The weather has officially turned nasty here in Chicago...gray skies, the wind is howling, and you start to get bummed out pretty easily because of it. So this morning as I was leaving computrainer and riding to work there is this super tiny trail (like mega tiny maybe .25 mile long) I've cut through it when I've run before, but never on my bike. I made a total spur of the moment decision took a right hand turn and bombed down into the trail. The problem was I carried quite a bit of speed onto the trail where there are a couple of wooden bridges over a small creek. The bridges have no railings...so when rubber meets wet wood something happens...you slide. Luckily for me I was able to keep the bike on the bridge and the rubber side down, but wow that was fun! It's amazing what a little 30 second stint in the woods on a bike can do for you. I always say how I need to get out onto my mountain bike more...and I really do. This might have to be a regular occurance now on Tuesday and Thursdays. It also got me out of the nasty head wind which I felt like I was riding hard yet going no where.

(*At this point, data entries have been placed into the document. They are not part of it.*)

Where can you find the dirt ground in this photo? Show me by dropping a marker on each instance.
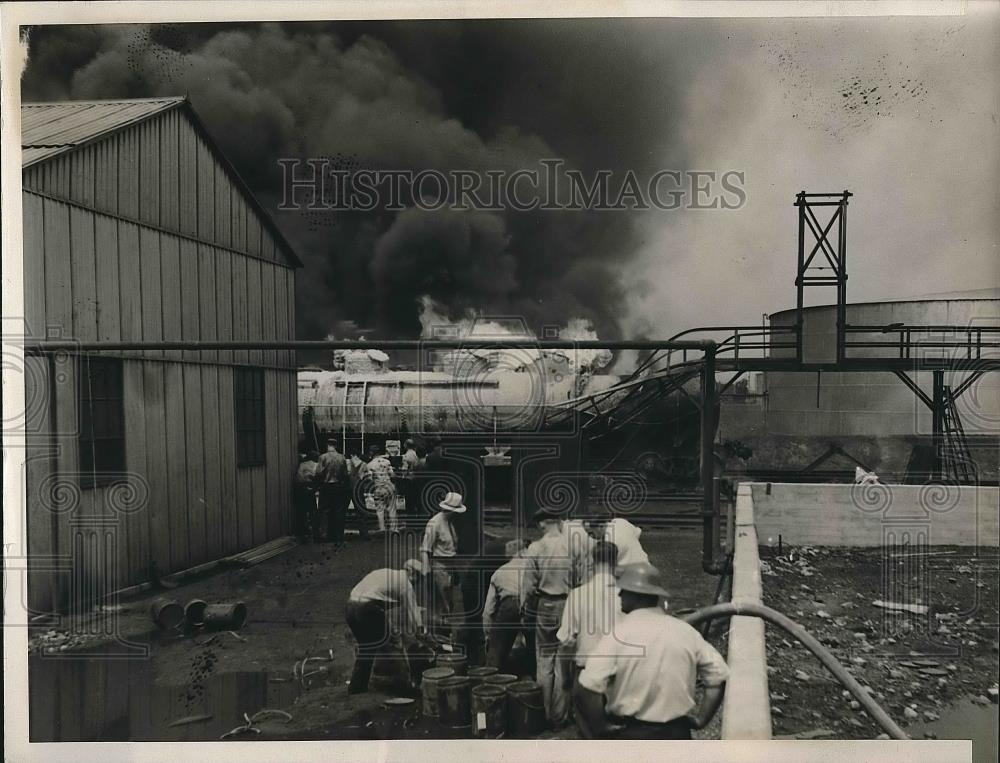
(916, 665)
(296, 610)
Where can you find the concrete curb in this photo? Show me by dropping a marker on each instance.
(746, 710)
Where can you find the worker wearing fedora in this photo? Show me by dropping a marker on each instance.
(441, 542)
(640, 683)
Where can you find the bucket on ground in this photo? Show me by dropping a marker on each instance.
(525, 709)
(194, 612)
(489, 711)
(455, 702)
(167, 613)
(428, 687)
(225, 616)
(476, 675)
(457, 662)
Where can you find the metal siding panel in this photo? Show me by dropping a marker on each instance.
(108, 308)
(223, 207)
(149, 171)
(152, 303)
(213, 463)
(187, 167)
(224, 300)
(130, 282)
(170, 282)
(254, 308)
(128, 174)
(207, 308)
(206, 192)
(136, 558)
(169, 182)
(230, 505)
(83, 264)
(196, 462)
(241, 326)
(33, 220)
(58, 270)
(177, 466)
(189, 273)
(154, 412)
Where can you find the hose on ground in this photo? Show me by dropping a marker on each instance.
(753, 609)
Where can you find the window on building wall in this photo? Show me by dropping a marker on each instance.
(249, 417)
(101, 408)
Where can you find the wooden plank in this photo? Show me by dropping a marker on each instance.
(58, 269)
(170, 285)
(255, 329)
(128, 173)
(224, 300)
(152, 277)
(137, 529)
(241, 321)
(187, 168)
(169, 183)
(197, 459)
(177, 466)
(213, 462)
(157, 458)
(227, 462)
(149, 171)
(190, 276)
(108, 307)
(207, 299)
(223, 207)
(33, 220)
(130, 283)
(83, 267)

Anyway, in two days we're kicking off the December Running Challenge. Chad and I have been doing this for a couple of years now, and it's a great way to stay active during a busy time of year...and a great way to throw down a decent base! I've included the challenge below...it's based off of time and you're on the honor system. If you need to switch days around...go for it, if you miss a day (which is discouraged) double up on another day. Enjoy!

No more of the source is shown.